Film

Fisher Steven

Beckham

5 Ottobre 2023 Gran Bretagna documentario

“Entrambi veniamo da una famiglia della classe operaia…” “Non mentire. Che macchina usava tuo padre per portarti a scuola?” “Aveva una Rolls Royce…” “Ho finito”. È il breve scambio diventato virale tra Victoria e David Beckham, i due protagonisti del docufilm Beckham uscito su Netflix il 5 ottobre 2023.

Lui un mito del calcio, lei da sempre conosciuta come la Posh delle Spice Girls. Il piccolo battibecco è presente nel primo dei quattro episodi che ripercorrono – tra le altre cose – una delle storie d’amore più iconiche e “reali” dello star system, dagli inizi al matrimonio, dai tradimenti ai figli. Un trentennio, quello narrato nella docuserie, dove ovviamente non può mancare il calcio. Anzi, ne è un elemento centrale e laterale al tempo stesso. Perché, si sa, c’è un prima e dopo David Beckham, nel campionato inglese e non solo. La miniserie, tramite una serie di abbondanti flashback (in questo senso, Beckham ha una struttura da documentaristica abbastanza classica) ci mostra come un bambino taciturno con la fissa per il calcio sia diventato una popstar dello sport in un’epoca in cui i calciatori professionisti avevano ancora il fascino da semidei (l’ultimo atleta ad aver ricevuto questo trattamento è stato Cristiano Ronaldo).

Tanti i testimoni di questa storia: Sir Alex Ferguson, Gary Neville, Roy Keane, Eric Cantona, Michel Salgado, Paul Ince, Diego Simeone, Luis Figo, Roberto Carlos, Fabio Capello. Tutta gente che ha vissuto il momento d’oro di una storia comunque profilata sul singolo. Fisher Steven non è un appassionato di calcio e si vede, ad un certo punto lo chiama soccer facendo presente il suo punto di vista statunitense, così come il racconto, come di rito nei documentari moderni, Netflix in primis, si allarga dalla carriera e dal privato al contesto storico in cui si sono svolti i fatti. Sono gli anni della Cool Britannia (Sing dei Blur scelta per uno dei momenti topici, Supersonic degli Oasis per sottolineare l’ascesa del calciatore) e di Tony Blair, del resto.

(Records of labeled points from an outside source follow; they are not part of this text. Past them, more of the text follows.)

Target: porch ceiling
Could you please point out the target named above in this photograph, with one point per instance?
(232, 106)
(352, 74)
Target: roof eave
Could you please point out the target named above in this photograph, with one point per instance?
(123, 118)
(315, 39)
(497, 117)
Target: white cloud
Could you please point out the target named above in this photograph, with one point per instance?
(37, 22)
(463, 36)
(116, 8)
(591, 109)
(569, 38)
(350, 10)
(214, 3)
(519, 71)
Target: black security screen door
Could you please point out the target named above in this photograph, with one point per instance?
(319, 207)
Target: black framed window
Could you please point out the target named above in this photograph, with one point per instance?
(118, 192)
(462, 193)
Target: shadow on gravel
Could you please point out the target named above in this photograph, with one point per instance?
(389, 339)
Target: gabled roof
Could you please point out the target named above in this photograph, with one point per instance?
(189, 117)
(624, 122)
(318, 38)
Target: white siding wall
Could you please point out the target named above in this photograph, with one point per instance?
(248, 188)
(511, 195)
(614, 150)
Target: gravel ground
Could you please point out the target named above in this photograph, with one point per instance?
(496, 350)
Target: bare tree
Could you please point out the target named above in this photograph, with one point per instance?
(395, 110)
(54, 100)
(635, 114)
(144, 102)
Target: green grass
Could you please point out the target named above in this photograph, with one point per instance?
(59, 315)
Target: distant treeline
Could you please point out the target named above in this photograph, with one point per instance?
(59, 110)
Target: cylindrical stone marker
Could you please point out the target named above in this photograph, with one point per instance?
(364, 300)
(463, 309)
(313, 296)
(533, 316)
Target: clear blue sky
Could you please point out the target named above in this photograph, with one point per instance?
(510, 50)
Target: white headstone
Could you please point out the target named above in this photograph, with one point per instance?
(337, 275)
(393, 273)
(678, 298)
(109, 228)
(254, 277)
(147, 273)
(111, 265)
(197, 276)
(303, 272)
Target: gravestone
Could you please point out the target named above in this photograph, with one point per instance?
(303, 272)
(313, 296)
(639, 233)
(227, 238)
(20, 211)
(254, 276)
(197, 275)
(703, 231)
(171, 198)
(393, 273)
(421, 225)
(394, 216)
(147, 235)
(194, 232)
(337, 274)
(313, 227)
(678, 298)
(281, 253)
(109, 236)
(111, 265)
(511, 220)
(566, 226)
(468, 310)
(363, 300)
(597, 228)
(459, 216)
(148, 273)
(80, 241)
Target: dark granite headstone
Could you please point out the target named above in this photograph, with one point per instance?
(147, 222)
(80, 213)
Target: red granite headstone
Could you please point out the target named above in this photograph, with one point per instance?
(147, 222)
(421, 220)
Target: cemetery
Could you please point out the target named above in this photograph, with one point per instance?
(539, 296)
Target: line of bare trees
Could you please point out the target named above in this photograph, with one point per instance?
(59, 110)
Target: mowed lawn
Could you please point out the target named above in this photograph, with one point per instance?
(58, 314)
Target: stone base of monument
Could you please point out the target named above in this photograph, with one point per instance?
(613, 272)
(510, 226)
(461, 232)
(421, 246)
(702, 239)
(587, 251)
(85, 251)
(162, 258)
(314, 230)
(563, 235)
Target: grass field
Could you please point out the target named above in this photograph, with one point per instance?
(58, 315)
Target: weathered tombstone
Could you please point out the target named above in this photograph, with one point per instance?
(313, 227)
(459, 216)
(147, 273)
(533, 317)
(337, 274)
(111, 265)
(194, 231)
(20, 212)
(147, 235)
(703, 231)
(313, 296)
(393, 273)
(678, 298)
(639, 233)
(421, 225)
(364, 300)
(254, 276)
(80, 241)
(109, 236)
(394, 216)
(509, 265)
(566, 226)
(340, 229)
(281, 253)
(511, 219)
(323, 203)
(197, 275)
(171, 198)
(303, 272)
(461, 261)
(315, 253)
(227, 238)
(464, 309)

Dunque ci offre lo sguardo su un mondo di cui Beckham viene considerato il progenitore: quello del calciatore come prodotto pubblicitario, da monetizzare a più non posso. La serie lo mette in chiaro: l’immagine è tutto.

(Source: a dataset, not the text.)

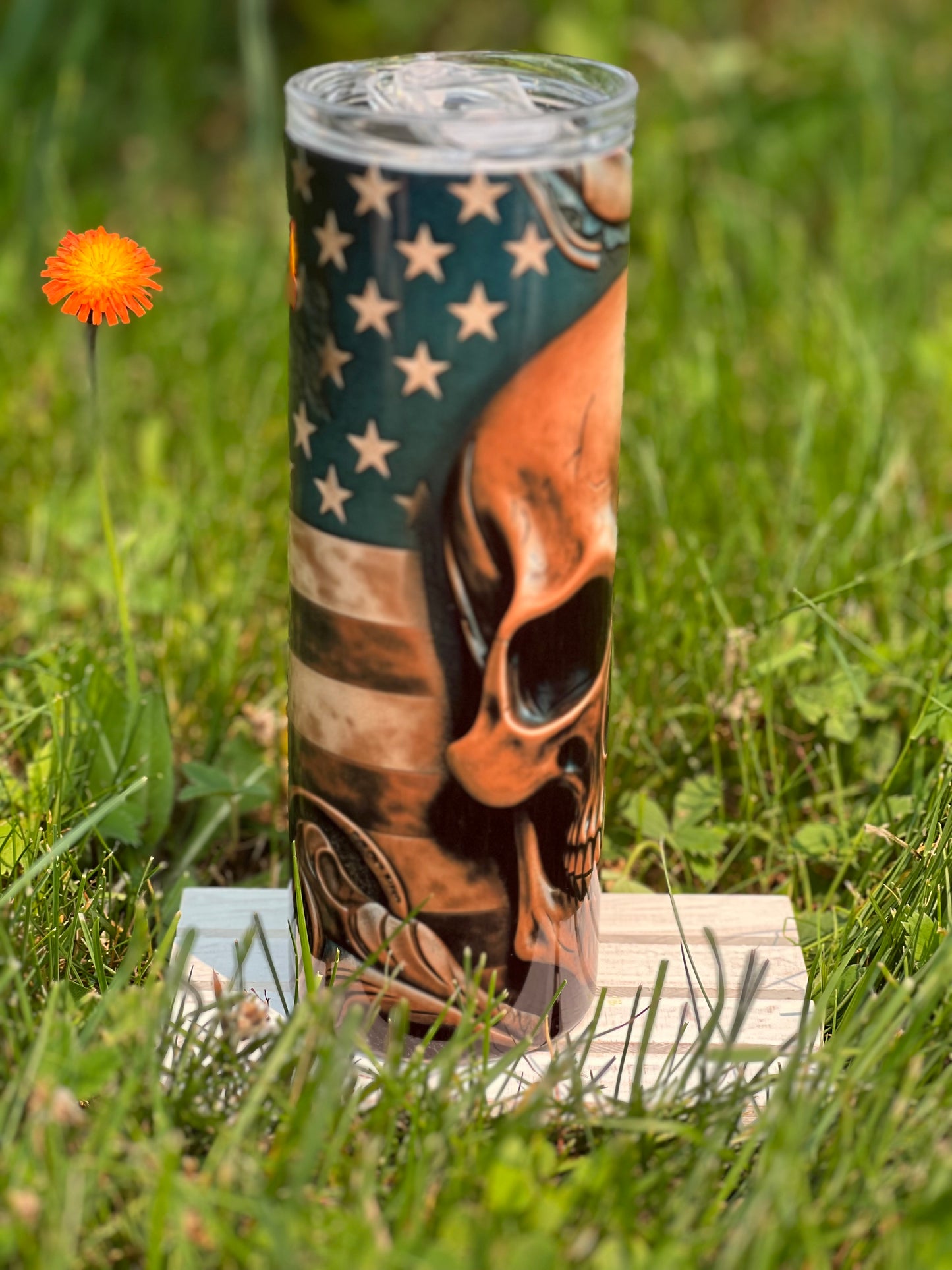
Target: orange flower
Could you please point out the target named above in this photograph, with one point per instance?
(101, 274)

Ed è proprio da questo imperativo che Beckham ci offre uno sguardo anche inedito sul calciatore, dal carattere introverso in gioventù alle insicurezze e debolezze dell’uomo, fino all’incontro con Victoria Adams che lo battezzerà definitivamente come il più grande divo della storia del calcio. Sarà lei di fatto a curarne l’immagine ma anche a condizionarne alcuni momenti cruciali della vita.

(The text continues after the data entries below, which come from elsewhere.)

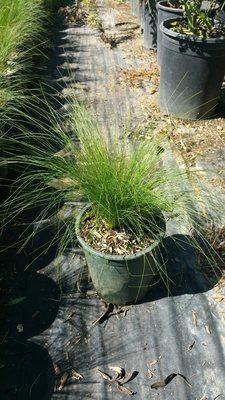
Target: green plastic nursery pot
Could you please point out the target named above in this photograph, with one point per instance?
(121, 279)
(192, 72)
(164, 12)
(134, 7)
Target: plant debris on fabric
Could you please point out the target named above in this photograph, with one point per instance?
(112, 241)
(119, 379)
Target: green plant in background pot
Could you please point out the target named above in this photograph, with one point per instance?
(193, 62)
(166, 10)
(150, 24)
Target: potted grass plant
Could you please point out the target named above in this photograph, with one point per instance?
(126, 190)
(193, 62)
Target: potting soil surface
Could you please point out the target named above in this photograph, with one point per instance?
(181, 332)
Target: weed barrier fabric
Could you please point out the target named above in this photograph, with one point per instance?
(167, 334)
(159, 338)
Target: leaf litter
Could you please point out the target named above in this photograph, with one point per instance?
(119, 379)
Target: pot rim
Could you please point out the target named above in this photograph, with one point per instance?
(189, 38)
(160, 5)
(107, 256)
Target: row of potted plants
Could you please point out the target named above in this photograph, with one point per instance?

A raccontare la storia è principalmente lui (con lei a fargli eco). Un dettaglio che incide non poco sullo svolgimento di una trama prepotentemente Beckham centrica, che a tratti sfiora la tragedia greca, ma quanto meno sa aprire un varco nella figura dell’uomo, sulla gestione psicologica della sconfitta che gli attirò le ire di una nazione intera, sull’educazione al calcio (impartita dal padre fin dalla più tenera età) fino alla maturazione e al conclusivo lieto fine.